| RAVAGEUR, -EUSE, adj. et subst. I. − Adj. Qui cause, qui produit des ravages. Synon. dévastateur. A. − [Corresp. à ravage A et B] Ô mon Dieu, Vous avez donc laissé recommencer cela. Vous avez donc laissé les bandes ravageuses Enflamber [mettre le feu à] nos maisons, nos granges et nos blés (Péguy, Tapisserie Ste Geneviève et J. d'Arc, 1913, p. 93): 1. ... le silence de la nuit nous prenait tout entier: un silence harassé, un accablement morbide, d'hôpital jeté en pleine nuit, de charnier pas encore refroidi, tiède encore après le passage d'une épidémie ravageuse d'une peste plus meurtrière que la peste...

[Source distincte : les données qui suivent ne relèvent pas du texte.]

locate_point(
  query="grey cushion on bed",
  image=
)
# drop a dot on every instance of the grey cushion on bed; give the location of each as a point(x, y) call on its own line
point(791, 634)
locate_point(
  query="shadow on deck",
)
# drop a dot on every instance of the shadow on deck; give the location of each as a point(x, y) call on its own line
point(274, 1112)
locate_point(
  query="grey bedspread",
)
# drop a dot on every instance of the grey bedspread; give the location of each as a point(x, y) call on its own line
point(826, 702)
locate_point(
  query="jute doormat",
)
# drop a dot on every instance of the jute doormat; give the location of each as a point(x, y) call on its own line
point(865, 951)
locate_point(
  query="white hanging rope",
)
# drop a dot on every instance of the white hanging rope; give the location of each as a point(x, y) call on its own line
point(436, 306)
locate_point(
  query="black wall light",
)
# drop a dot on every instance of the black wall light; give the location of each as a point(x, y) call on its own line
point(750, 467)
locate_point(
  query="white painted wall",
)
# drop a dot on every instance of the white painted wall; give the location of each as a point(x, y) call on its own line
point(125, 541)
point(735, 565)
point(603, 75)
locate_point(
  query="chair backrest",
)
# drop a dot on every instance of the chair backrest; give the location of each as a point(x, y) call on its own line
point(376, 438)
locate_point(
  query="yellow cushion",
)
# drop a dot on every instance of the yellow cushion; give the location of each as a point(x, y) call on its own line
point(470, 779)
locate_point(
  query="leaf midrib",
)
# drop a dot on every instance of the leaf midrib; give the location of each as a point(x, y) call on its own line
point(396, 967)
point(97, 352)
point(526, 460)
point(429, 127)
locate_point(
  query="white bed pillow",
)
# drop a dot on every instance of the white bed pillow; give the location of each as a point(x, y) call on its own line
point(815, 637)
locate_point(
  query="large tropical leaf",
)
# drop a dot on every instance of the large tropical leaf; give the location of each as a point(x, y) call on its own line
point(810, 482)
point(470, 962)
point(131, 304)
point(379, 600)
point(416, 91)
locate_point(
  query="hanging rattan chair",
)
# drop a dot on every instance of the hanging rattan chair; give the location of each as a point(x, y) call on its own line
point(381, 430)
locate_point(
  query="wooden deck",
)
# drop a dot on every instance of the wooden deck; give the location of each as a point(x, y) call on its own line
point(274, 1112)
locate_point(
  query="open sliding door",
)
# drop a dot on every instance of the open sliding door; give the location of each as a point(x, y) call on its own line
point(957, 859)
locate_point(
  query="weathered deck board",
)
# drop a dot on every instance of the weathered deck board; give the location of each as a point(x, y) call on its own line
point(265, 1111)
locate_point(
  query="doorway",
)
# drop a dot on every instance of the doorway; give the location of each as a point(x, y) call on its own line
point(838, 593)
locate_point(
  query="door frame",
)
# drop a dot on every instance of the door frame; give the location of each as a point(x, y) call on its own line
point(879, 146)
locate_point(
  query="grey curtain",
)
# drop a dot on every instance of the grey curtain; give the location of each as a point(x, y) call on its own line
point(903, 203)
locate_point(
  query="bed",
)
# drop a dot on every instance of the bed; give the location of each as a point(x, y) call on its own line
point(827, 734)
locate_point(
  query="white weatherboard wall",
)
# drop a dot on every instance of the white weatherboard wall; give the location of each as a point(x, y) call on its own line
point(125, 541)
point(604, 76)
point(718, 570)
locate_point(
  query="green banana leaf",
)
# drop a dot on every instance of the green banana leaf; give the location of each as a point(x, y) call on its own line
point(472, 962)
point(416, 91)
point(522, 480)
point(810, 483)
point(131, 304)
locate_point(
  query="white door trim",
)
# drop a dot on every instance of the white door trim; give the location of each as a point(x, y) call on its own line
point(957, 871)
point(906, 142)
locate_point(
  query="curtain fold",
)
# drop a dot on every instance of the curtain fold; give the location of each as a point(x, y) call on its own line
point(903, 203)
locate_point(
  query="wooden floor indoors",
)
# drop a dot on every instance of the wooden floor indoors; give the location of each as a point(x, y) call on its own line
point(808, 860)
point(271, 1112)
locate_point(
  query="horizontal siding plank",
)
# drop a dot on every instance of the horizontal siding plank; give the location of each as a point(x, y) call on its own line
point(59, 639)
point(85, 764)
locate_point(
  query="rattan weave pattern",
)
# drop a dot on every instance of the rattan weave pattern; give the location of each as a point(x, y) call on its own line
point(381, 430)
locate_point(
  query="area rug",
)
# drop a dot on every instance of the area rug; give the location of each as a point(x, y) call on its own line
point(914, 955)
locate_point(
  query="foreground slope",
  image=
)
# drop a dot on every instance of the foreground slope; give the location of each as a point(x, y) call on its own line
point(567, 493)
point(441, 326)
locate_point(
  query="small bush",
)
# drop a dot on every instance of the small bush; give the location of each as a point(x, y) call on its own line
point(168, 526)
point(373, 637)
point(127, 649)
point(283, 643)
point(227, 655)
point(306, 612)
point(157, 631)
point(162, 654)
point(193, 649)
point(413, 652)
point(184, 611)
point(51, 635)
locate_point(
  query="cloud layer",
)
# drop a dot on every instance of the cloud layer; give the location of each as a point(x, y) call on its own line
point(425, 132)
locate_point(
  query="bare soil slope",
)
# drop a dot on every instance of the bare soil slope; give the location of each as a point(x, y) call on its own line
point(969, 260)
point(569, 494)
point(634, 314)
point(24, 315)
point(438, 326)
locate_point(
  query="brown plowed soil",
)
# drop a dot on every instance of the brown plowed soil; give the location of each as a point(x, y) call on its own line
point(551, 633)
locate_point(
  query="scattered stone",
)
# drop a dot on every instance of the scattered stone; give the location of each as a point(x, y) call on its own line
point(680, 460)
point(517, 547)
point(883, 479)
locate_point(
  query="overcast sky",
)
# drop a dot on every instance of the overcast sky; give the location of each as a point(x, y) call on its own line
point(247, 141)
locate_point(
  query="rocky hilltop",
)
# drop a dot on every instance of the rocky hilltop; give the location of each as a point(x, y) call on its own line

Genevoix, Éparges, 1923, p. 223. B. − [Corresp. à ravage C] Pensée ravageuse (v. étymol. B 2 a); passion ravageuse. Ces romans sont si ravageurs que j'en redoute le passage (E. de Guérin, Lettres, 1840, p. 358). II. − Substantif A. − Personne, animal qui cause des ravages. Nous Lorrains où aurions-nous appris à aimer les Bourbons, ces ravageurs de province (Barrès, Cahiers, t. 2, 1899, p. 162).[Les enfants] criaient, se bousculaient amicalement, chassaient les bêtes, frappaient les arbres. Tout vibrait, tout palpitait, ils étaient heureux de produire une dissonance, et de passer comme des petits ravageurs (Barrès, Cahiers, t. 8, 1910, p. 208). − P. anal., fam. ♦ Au masc. Séducteur. V. égrugeur rem. s.v. égruger ex. ♦ Au fém. Femme séduisante, qui aime se faire désirer. [Moi] qui pouvais appeler par leur prénom toutes les ravageuses des salons de thé de New-York, j'avais peur de ne pas savoir y faire avec les dix-sept ans d'une jeune provinciale du Mississipi (Camus,Requiem, 1956, 1repart., 3etabl., p. 856).Femme de mauvaise vie, prostituée. Il raffolait plus encore des dépravations des ravageuses de haute lice; leurs senteurs énergiques, leurs toilettes tourmentées, leurs yeux fous, le ravissaient (Huysmans, Sœurs Vatard, 1879, p. 159). B. − Au masc., pop., vx. Chiffonnier qui recueillait dans la vase des ruisseaux et des fleuves, notamment la Seine, des débris métalliques. Des ravageurs fouillaient activement la Seine pour toucher la prime (Zola, Th. Raquin, 1867, p. 82): 2. S'avançant dans l'eau aussi loin qu'il peut aller, le ravageur puise, à l'aide d'une longue drague, le sable de rivière dans la vase (...). Souvent même, les ravageurs trouvent dans le sable des fragments de bijoux d'or ou d'argent apportés dans la Seine, soit par les égouts...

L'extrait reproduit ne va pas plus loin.